The high frequency of multiple shoots was recorded from direct organogenesis of nodal explant. MS medium supplemented with benzyl adenine (4.4μM), kinetin (4.6μM), and 3% sucrose promoted the maximum number of shoots as well as beneficial shoot length in Paederia foetida (L.) (Thirupathi et.al., 2013)

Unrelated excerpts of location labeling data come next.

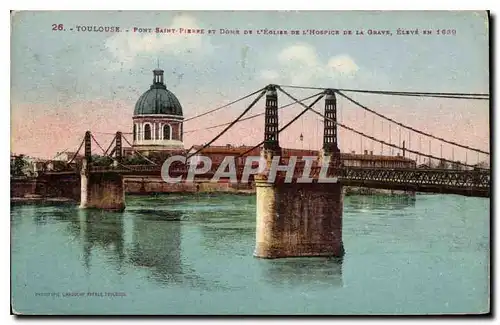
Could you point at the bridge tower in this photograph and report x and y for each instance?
(330, 135)
(271, 136)
(294, 219)
(118, 146)
(100, 190)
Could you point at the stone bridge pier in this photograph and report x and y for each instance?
(101, 190)
(298, 219)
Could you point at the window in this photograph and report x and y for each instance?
(147, 132)
(166, 132)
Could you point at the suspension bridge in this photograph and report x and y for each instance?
(298, 219)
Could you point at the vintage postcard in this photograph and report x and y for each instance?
(250, 163)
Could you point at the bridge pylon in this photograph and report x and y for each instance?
(294, 219)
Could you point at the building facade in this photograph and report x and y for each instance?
(157, 120)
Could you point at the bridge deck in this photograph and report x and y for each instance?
(463, 182)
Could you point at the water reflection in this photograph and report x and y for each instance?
(378, 202)
(306, 271)
(99, 229)
(157, 246)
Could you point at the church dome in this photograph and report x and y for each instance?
(158, 99)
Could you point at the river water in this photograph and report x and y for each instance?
(403, 256)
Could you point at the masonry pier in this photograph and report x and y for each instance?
(100, 190)
(297, 219)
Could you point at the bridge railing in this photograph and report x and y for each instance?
(442, 177)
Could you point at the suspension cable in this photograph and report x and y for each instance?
(106, 155)
(368, 136)
(230, 125)
(409, 127)
(109, 147)
(286, 125)
(140, 154)
(249, 117)
(404, 93)
(224, 106)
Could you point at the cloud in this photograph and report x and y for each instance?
(301, 64)
(343, 64)
(126, 47)
(269, 75)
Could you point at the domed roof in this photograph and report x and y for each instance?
(158, 99)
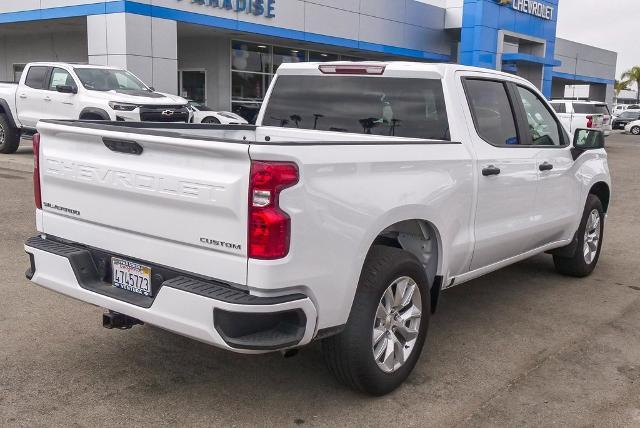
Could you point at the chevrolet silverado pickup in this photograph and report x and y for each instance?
(87, 92)
(362, 193)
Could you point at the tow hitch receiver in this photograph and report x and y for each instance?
(119, 321)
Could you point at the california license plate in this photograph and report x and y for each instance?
(131, 276)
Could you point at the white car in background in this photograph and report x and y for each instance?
(55, 90)
(576, 114)
(618, 109)
(200, 113)
(633, 127)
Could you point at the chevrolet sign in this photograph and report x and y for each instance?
(531, 7)
(264, 8)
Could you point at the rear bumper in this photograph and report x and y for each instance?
(208, 311)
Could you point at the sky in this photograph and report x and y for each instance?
(608, 24)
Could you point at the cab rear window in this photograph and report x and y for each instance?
(583, 108)
(36, 77)
(400, 107)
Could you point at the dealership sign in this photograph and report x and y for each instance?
(264, 8)
(531, 7)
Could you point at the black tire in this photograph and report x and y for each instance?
(578, 265)
(211, 120)
(349, 355)
(9, 136)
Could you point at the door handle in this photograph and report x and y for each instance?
(490, 170)
(546, 166)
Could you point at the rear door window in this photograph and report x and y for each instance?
(400, 107)
(543, 126)
(36, 77)
(492, 112)
(60, 77)
(559, 107)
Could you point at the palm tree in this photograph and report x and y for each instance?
(633, 75)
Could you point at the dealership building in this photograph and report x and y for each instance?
(225, 52)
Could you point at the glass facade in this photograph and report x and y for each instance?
(253, 66)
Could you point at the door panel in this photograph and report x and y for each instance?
(557, 195)
(504, 212)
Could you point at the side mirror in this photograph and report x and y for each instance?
(67, 89)
(587, 139)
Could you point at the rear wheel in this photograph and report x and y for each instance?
(9, 136)
(589, 235)
(387, 327)
(211, 120)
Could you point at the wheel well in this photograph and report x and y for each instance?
(91, 116)
(420, 238)
(601, 190)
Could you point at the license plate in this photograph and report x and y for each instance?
(131, 276)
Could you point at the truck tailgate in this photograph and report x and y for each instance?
(181, 202)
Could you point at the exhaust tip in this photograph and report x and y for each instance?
(115, 320)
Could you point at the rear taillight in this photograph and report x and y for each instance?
(37, 193)
(361, 69)
(269, 226)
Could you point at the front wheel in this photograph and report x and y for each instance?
(387, 327)
(589, 235)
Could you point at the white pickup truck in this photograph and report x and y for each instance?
(365, 190)
(87, 92)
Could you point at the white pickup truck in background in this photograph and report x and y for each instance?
(341, 216)
(89, 92)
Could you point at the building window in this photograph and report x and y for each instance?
(253, 66)
(193, 84)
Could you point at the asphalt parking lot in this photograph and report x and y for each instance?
(523, 346)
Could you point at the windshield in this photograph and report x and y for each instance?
(400, 107)
(100, 79)
(200, 106)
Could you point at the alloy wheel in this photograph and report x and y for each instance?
(397, 324)
(592, 237)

Somatic embryogenesis is also preferred because it allows production of plant without somaclonal variation and in efficient cloning and genetic transformation (Sharp et.al., 1980). Synthetic seeds can also be developed by encapsulating somatic embryos in sodium alginate complex with calcium chloride as it was developed in Solanum melogena (Lakshmana Rao and Singh, 1991). Whereas Binzel et.al., (1996) reported that the entire process of induction and maturation of the embryos was completed on the same MS medium containing auxins and cytokinins (NAA+ TDZ) in M arvensis it was observed the requirement of both the hormones in the present investigations. Similarly somatic embryos maturation on MS medium containing the combination of auxins (NAA) and cytokinins (BAP) was observed in Cajanus cajan (Mallikarjuna et.al., 1996), Prunu saxivum (Garin et.al., 1997) and Hardiewickia binate (Chand and Singh 2001). Solanum surattensce (Ugandhar.2002). NAA and cytokinin (TDZ) was observed in Mentha piperita (Saha et.al.,2010)

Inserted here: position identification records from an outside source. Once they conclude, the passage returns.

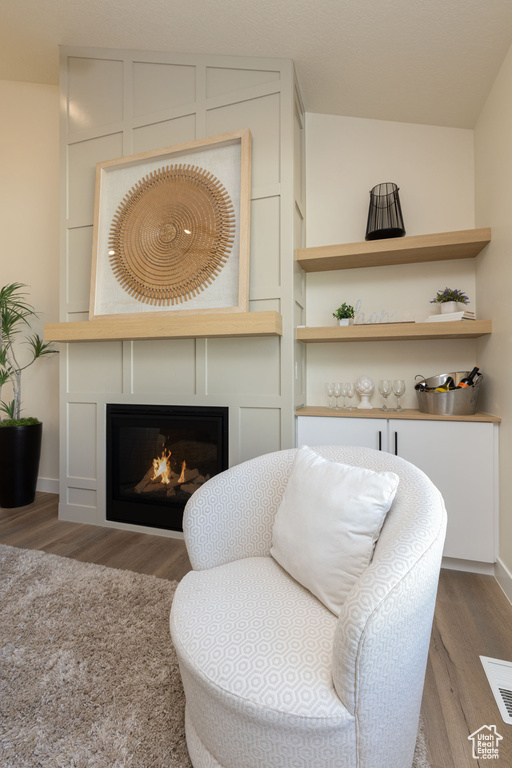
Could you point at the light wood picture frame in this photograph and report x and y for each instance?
(172, 230)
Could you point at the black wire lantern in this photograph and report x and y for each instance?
(385, 214)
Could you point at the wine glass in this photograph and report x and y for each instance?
(349, 392)
(385, 388)
(398, 390)
(329, 388)
(337, 391)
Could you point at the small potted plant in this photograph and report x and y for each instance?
(344, 314)
(20, 438)
(449, 299)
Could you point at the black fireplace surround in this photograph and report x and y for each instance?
(158, 456)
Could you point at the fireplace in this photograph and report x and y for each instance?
(158, 456)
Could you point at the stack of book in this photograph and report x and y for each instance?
(464, 314)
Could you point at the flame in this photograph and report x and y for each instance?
(162, 468)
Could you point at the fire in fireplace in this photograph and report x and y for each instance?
(158, 456)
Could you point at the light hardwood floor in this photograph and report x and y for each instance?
(472, 618)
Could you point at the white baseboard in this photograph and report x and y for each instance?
(471, 566)
(504, 578)
(47, 485)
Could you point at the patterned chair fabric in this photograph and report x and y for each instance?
(272, 678)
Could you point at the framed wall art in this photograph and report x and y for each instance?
(172, 229)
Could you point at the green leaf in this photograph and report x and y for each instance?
(7, 408)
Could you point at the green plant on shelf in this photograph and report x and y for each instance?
(450, 294)
(344, 311)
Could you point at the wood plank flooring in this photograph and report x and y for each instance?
(472, 618)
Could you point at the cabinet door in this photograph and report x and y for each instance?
(326, 430)
(459, 458)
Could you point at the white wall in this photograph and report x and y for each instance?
(493, 169)
(434, 169)
(29, 247)
(117, 103)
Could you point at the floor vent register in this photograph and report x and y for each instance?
(499, 675)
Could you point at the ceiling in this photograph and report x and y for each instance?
(421, 61)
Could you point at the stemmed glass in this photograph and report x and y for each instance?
(329, 388)
(338, 392)
(398, 390)
(385, 388)
(349, 392)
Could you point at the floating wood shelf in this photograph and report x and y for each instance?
(146, 327)
(464, 244)
(376, 413)
(460, 329)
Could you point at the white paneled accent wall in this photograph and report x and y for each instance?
(116, 103)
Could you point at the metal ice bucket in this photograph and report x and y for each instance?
(458, 402)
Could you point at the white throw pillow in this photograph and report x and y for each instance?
(328, 522)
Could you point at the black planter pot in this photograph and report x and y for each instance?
(20, 449)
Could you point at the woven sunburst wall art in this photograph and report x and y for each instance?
(171, 229)
(171, 235)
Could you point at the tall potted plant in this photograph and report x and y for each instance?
(20, 438)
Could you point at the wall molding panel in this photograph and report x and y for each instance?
(119, 102)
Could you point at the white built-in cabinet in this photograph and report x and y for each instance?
(460, 457)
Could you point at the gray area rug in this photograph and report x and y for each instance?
(88, 674)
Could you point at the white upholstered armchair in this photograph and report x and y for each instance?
(272, 678)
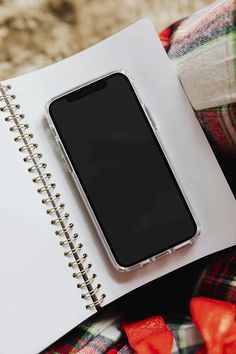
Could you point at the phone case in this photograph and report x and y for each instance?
(79, 186)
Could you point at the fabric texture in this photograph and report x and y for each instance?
(103, 332)
(203, 48)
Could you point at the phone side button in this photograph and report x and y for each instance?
(64, 157)
(68, 164)
(153, 123)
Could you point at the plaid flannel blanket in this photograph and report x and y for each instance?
(204, 50)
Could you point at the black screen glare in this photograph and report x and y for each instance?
(122, 169)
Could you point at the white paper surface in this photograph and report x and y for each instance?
(39, 300)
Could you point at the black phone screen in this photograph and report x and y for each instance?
(122, 169)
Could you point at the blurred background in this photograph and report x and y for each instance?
(35, 33)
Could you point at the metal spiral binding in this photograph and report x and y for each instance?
(64, 229)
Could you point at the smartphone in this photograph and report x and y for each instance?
(110, 145)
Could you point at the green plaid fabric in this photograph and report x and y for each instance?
(103, 331)
(186, 42)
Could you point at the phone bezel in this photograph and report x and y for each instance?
(81, 190)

Thus somatic embryogenesis always appeared to be dependent on the types of auxin/cytokinin/auxin+cytokinin and their concentration in the medium. The type of phytohormone and its concentration also varies from genotype to genotype. High concentration of auxin in combination with less concentration of cytokinin induced the somatic embryogenesis and maturation of somatic embryos in M.arvensis. But in the present study, a highest germination rate 70% was achieved. Plant lets with well developed shoot and root systems were washed carefully with tap water and transferred to plastic cups containing a mixture of vermiculite and soil for hardening. The acclimatized plantlets were successfully transplanted to pots under field conditions. Regenerated plants showed no observable morphological alteration.

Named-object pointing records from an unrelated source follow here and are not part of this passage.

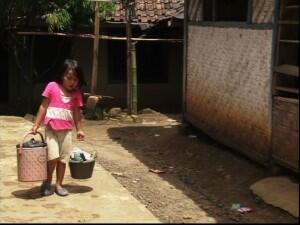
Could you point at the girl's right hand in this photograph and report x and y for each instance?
(34, 129)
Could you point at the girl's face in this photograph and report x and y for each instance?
(70, 80)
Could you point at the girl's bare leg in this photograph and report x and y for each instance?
(60, 173)
(50, 168)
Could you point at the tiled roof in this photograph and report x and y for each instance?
(149, 11)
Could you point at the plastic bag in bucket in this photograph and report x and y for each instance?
(81, 164)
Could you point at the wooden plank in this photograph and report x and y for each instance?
(286, 99)
(290, 41)
(287, 89)
(288, 69)
(292, 7)
(294, 22)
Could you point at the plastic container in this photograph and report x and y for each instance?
(81, 169)
(32, 159)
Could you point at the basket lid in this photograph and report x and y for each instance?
(32, 143)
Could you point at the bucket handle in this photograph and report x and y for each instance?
(31, 133)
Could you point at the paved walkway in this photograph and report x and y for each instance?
(100, 199)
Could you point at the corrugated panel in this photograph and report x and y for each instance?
(286, 132)
(150, 10)
(195, 10)
(228, 86)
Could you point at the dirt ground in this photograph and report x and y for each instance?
(201, 179)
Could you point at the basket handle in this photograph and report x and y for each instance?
(31, 133)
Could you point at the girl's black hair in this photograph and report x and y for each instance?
(71, 64)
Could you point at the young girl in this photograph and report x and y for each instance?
(60, 107)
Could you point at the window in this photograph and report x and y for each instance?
(225, 10)
(151, 59)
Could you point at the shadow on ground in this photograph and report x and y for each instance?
(212, 171)
(34, 193)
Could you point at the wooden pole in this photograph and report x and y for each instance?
(31, 68)
(104, 37)
(95, 50)
(129, 44)
(134, 79)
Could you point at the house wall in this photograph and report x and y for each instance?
(163, 97)
(228, 82)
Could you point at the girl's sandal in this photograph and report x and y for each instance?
(61, 191)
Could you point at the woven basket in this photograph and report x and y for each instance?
(32, 162)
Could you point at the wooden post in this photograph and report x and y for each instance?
(30, 86)
(134, 79)
(129, 44)
(95, 50)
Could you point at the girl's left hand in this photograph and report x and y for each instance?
(80, 135)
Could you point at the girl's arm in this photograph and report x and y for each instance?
(41, 114)
(78, 126)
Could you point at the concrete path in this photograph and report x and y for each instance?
(100, 199)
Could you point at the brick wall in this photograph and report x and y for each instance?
(263, 11)
(228, 86)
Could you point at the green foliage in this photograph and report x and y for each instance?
(59, 20)
(58, 15)
(74, 13)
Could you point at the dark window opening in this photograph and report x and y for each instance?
(225, 10)
(50, 52)
(151, 60)
(116, 61)
(4, 75)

During the present investigations, it was found that the high concentration of auxin in combination with less concentration if cytokinin induced the somatic embryogenesis and maturation of somatic embryos in M.arvensis. In conclusion, for induction of in vitro somatic embryo genesis the type of primary explant, choice of genotypes and hormonal concentration plays on important role (Patel et.al., (1994).